Thursday, September 11, 2003

September 11, 2001

I hadn't intended to write anything about 9/11 - I remembered it just hadn't intended to write about it. I guess I figured there were enough news articles and memorials going on today that I didn't need to do so. I was just checking the blogs I usually read - on one persons blog she was whining as usual and I had made up my mind I was going to write about how whining selfish people bug the shit out of me, then I went to my last blog on my list. Posted were pictures from 9/11, pictures of the rescue workers and wreckage, of memorials and big strong men crying and praying. I forgot how painful it was to see those images. It seemed that the world stood still for a while after 9/11. Terrorism became a household word. Images of terrorist became a normal occurrence on the news. Fear and hurt was behind everyone's eyes.

This is my memories of September 11, 2001.

It was my first day of work. Hubby and I were driving the little people over to my aunt for her to watch them while I worked. 5 or so minutes before we got to her house we heard a report on the radio that a plane had crashed into the WTC. At first we thought it was a joke, then we realized it wasn't. I thought maybe it was a small single engine plane that someone had crashed, not a huge 747. When we got to my aunt's house we asked her if she was watching the news, she stated she wasn't and we told her to turn it on now, someone crashed a plane into the WTC. '"Oh my God..." was all we could mutter as the television lit up showing footage of the plane crashing into the WTC, then the footage of the second plane smashing into the other tower in a ball of fire.

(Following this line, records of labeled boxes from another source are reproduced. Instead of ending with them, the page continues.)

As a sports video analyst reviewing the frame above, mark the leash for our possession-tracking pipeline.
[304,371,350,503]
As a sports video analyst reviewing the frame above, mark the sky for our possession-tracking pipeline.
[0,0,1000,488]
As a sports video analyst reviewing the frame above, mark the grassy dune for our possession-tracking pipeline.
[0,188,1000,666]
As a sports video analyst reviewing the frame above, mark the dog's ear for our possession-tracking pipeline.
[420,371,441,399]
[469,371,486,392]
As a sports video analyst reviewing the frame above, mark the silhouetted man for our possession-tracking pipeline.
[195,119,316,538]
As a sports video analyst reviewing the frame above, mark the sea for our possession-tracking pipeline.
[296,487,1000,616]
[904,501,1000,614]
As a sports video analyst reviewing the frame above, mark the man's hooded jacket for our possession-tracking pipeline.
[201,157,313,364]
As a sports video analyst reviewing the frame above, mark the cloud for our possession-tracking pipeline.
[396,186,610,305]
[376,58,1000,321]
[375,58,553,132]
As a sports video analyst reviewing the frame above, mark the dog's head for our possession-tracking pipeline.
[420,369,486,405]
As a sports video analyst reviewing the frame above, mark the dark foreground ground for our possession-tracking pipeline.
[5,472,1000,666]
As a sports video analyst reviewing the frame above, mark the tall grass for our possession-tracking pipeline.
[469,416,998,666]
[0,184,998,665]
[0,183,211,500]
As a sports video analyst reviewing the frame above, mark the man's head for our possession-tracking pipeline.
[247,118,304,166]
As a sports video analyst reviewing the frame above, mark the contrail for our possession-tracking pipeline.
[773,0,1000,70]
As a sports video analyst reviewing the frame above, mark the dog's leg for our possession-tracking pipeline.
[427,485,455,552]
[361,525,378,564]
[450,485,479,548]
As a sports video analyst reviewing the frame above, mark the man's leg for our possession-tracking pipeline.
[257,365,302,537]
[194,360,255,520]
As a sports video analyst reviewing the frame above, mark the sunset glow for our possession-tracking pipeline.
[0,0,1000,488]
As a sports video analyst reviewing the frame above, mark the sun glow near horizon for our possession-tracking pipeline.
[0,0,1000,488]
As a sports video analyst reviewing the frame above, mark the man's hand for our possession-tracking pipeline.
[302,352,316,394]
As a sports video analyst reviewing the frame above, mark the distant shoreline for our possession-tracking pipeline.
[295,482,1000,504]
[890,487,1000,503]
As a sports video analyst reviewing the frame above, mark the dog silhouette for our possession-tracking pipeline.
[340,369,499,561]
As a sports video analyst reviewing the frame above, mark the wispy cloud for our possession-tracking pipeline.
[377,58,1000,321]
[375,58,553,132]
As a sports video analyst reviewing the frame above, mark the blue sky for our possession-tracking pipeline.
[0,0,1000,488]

I was baffled, I could not fathom how this could happen. Two passenger jets crashed into the towers, that had to be some kind of horrible mistake. I didn't even think of terrorism. We had to leave so hubby could get to work on time. On the way to his work we listened in utter shock and disbelief to the radio report the events. When I got to work for my first day of training Tami was waiting for me, she went through my training and we talked about what happened. In each room we went the television was showing coverage of the attack. New Moms were focused on this instead of the little blessings they were holding in their arms. The nurses had turned on a television in one of the empty rooms and they were all huddled in there watching the footage. We joined the nurses to watch and watched as the first tower collapsed then the second. I was too shocked to cry. Still hoping it was some sick joke.

When I left work and got to my aunt's house to get the little people she suggested I call hubby because buildings were being closed down. They closed his building. He came home early. I learned of the other two planes, the one that hit the Pentagon and the one in Pennsylvania and felt a horrible sick feeling in my stomach. My aunt is a Col. in the army and she had just left her term at the Pentagon just a few weeks prior. A dear friend of mine lives in Pennsylvania and I didn't know how close the crash was to him. Later that evening I spoke to him, he told me how he had stood on his front porch and could see the thick black smoke from the crash, he was less than 5 miles from the crash. I was relieved he and his family were unharmed.

We sat on the sofa and watched the footage. I remember nursing my 6 week old infant as the politicians sang America the Beautiful. I cried, we all cried. We watched the footage late into the night not sure if another horrible terrorist attack was going to happen as we slept.

And the next day... The sun came up, we went to work and life went on, not the same but we were still alive and we were all thankful for that.

In the days since 9/11 much has happened. The world has changed a lot and yet it's stayed the same in a lot of ways. The coverage of the incident got to be over done, the attack somersaulting, people became jaded. I did. I haven't even turned the television on to a news program today, didn't even think of it. I didn't want to watch yet another insincere memorial service. Yet the pictures made me think and made me weep. No words, just pictures from the event 2 years ago. Just a reminder that terror can strike us too.

Yesterday my friend Anat who lives in Israel sent a note. The most recent suicide bombings happened very near her. One person killed at the cafe' was the daughter of a childhood friend of hers. A father and daughter were two people killed at the hospital. He was a Dr. there and she was to be married the next day. This was the only time for father and daughter to have some time together before she wed. Now all the guests who had come to see a wedding would be attending a double funeral instead. Very sad.

We are lucky terror attacks are fairly rare in this country. Anat lives in constant fear for her and her family. I don't know if this 'war on terrorism' is a winnable war.